Nobody is a superhero

Kathryn Lloyd-Williams, with input from colleagues nationally across healthcare settings, reflects on the impact of Covid-19 for the way they work, team dynamics and more.

Deep concern, mixed with hope about what lies ahead beyond the winter months… the picture around Covid-19 changes by the day. We never imagined things would unfold like this; lockdowns, working remotely, the frontline, unable to hug friends and even close family members. Tens of thousands of people dying in our country. Fear, anxiety, anger have consumed many lives for months. The virus has exposed the inequalities of our society. The financial burden, unemployment rising. We have seen a divide forming within our country on how the pandemic should be managed, with protecting lives pitched against protecting livelihoods.      

For those working in healthcare, another division has been bubbling away. Here, I explore the different perspectives and experiences of health workers, dropping in occasional quotes from them, to understand why. Can we prevent further division and create a more caring culture within the health and social care systems?

The ‘superhero’ myth

At the beginning of the pandemic, and as we entered our first and most stringent lockdown, a strong narrative emerged of the ‘superhero’. We saw superhero slogans all over billboards and television advertisements, and clapping became a unified way of saying how grateful the public were to keyworkers on the frontline, who had no choice but to continue working.
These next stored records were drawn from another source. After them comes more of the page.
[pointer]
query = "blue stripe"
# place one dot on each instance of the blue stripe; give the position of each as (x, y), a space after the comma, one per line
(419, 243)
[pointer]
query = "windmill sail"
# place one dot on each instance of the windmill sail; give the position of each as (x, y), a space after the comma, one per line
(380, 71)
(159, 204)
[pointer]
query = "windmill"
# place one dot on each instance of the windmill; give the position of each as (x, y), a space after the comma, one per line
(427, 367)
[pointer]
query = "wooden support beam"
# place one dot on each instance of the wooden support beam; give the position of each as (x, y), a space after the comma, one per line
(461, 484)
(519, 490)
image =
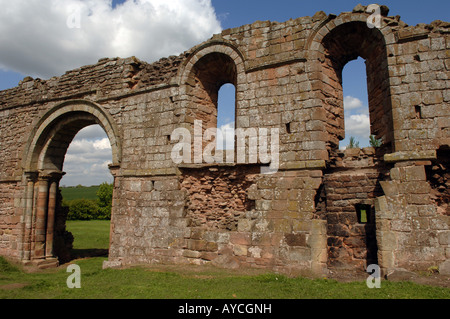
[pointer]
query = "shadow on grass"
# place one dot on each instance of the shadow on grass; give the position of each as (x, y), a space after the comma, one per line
(86, 253)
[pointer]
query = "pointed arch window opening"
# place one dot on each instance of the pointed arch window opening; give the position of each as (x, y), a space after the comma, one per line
(356, 105)
(226, 118)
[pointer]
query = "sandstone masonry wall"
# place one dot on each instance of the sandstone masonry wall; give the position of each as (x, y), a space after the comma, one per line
(288, 77)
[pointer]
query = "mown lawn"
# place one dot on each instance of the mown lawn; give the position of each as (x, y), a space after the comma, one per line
(184, 282)
(83, 192)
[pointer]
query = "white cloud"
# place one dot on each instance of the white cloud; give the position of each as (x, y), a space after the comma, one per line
(40, 37)
(87, 158)
(352, 103)
(357, 125)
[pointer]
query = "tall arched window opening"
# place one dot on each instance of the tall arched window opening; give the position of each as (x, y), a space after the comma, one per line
(226, 117)
(356, 105)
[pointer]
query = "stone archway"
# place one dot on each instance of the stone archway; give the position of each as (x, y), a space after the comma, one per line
(351, 181)
(44, 223)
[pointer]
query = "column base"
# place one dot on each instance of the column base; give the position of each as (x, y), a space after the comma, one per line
(50, 262)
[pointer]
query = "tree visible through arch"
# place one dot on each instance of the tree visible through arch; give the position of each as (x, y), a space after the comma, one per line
(44, 235)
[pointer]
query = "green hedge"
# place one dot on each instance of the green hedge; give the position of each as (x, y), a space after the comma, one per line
(87, 209)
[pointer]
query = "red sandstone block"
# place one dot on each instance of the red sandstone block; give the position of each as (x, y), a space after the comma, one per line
(240, 238)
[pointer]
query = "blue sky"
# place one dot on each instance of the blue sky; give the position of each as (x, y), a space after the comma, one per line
(36, 39)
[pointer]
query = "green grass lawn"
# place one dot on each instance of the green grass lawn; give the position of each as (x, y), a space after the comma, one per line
(84, 192)
(184, 282)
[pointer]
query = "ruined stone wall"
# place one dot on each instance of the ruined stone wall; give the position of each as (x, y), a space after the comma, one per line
(287, 77)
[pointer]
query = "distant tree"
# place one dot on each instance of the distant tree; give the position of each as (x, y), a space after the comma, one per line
(81, 209)
(104, 201)
(353, 143)
(374, 142)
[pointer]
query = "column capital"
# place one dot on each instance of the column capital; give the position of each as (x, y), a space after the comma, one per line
(114, 169)
(51, 176)
(31, 176)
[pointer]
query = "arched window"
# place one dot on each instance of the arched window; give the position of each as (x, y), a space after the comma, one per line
(226, 117)
(356, 105)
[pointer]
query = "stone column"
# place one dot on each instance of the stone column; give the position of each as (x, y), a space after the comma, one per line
(28, 218)
(41, 217)
(52, 196)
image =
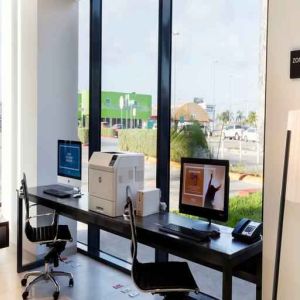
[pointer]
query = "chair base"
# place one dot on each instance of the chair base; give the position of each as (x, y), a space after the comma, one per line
(47, 275)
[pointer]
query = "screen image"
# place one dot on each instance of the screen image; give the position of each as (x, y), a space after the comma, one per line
(69, 159)
(204, 186)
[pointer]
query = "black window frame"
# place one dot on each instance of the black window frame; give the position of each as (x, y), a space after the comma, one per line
(163, 109)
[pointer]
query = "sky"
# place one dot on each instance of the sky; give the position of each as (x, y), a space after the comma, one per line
(216, 50)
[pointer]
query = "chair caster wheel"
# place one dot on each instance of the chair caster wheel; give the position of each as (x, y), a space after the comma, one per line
(24, 282)
(71, 282)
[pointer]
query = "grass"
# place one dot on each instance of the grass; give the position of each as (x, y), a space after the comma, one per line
(241, 207)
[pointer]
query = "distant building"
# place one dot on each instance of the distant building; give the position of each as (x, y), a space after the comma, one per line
(132, 111)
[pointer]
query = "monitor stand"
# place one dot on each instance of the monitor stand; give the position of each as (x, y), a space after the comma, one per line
(205, 226)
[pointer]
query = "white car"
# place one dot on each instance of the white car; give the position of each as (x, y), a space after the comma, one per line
(250, 134)
(233, 132)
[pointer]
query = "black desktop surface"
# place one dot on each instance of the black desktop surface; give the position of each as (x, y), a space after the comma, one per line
(215, 252)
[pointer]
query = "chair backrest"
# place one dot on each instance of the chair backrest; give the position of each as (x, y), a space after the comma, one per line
(129, 206)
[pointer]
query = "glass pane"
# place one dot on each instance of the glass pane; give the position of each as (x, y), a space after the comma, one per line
(218, 93)
(83, 99)
(129, 90)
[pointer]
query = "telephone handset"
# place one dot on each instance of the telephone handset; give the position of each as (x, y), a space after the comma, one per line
(247, 231)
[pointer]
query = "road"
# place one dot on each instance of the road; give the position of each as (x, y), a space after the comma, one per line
(236, 186)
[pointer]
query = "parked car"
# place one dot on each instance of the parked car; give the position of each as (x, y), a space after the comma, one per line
(233, 132)
(250, 134)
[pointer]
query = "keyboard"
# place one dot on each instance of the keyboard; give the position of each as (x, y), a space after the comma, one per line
(57, 193)
(185, 232)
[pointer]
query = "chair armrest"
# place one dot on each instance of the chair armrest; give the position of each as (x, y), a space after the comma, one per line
(42, 215)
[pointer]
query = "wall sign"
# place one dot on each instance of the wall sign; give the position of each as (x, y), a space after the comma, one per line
(295, 64)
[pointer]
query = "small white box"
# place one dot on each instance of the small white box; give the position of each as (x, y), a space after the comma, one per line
(147, 202)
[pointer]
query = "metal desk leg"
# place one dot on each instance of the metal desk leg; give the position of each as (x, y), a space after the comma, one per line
(259, 279)
(20, 266)
(20, 235)
(227, 283)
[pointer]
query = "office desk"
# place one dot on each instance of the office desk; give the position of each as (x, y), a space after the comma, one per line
(223, 254)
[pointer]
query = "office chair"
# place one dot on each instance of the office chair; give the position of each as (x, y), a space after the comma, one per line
(173, 280)
(53, 236)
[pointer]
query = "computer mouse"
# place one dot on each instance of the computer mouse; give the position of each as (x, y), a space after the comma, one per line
(215, 234)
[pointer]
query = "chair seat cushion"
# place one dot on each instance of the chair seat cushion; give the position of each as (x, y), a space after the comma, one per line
(164, 276)
(47, 233)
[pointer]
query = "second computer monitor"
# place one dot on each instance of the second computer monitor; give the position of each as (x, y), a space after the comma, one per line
(204, 188)
(69, 162)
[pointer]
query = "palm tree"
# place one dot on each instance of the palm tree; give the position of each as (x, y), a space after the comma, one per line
(225, 117)
(252, 118)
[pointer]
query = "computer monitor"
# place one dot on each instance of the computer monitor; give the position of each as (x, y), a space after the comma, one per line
(69, 163)
(204, 190)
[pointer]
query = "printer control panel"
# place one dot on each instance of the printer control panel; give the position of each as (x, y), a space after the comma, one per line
(113, 160)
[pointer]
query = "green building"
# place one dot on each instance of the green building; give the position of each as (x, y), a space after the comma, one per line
(129, 109)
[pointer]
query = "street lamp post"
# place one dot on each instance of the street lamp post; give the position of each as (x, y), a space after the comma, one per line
(134, 115)
(126, 106)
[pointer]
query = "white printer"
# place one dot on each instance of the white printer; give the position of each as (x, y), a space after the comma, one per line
(109, 175)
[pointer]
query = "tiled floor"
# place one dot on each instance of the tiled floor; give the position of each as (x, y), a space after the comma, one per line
(94, 280)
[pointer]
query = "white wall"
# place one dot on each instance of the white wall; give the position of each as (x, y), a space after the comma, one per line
(57, 87)
(57, 81)
(283, 95)
(39, 58)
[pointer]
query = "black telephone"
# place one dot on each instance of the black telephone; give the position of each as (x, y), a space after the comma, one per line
(247, 231)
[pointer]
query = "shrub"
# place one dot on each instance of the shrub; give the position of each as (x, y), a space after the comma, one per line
(188, 142)
(240, 207)
(245, 207)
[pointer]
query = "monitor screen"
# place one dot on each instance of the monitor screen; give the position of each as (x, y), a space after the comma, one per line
(204, 188)
(69, 159)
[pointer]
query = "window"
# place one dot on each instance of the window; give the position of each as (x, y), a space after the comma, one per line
(83, 99)
(129, 81)
(217, 70)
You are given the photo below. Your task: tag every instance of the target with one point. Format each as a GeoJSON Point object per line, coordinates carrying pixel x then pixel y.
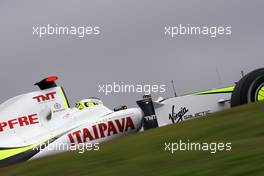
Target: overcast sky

This gratitude for heroes was important for morale and unity – health and social care workers put their own lives at risk in order to treat those who had become seriously ill with Covid-19. 

However, many staff felt uncomfortable about this narrative; for them, they were just going to work and doing their job. Colleagues from Black, Asian and Minority Ethnic (BAME) backgrounds were not given a choice about being placed in such potentially dangerous and life-threatening situations. The disproportionate deaths in people from BAME backgrounds raised serious, uncomfortable, questions about why people of colour were more at risk of serious illness if they became infected. Amidst enforced lockdown, with many paying more attention to the news, the dreadful killing of George Floyd resonated with so many people. The activism of the Black Lives Matter Movement has forced societies to re-examine historic and current inequalities, racism and marginalisation. There is a demand for change, not just applause.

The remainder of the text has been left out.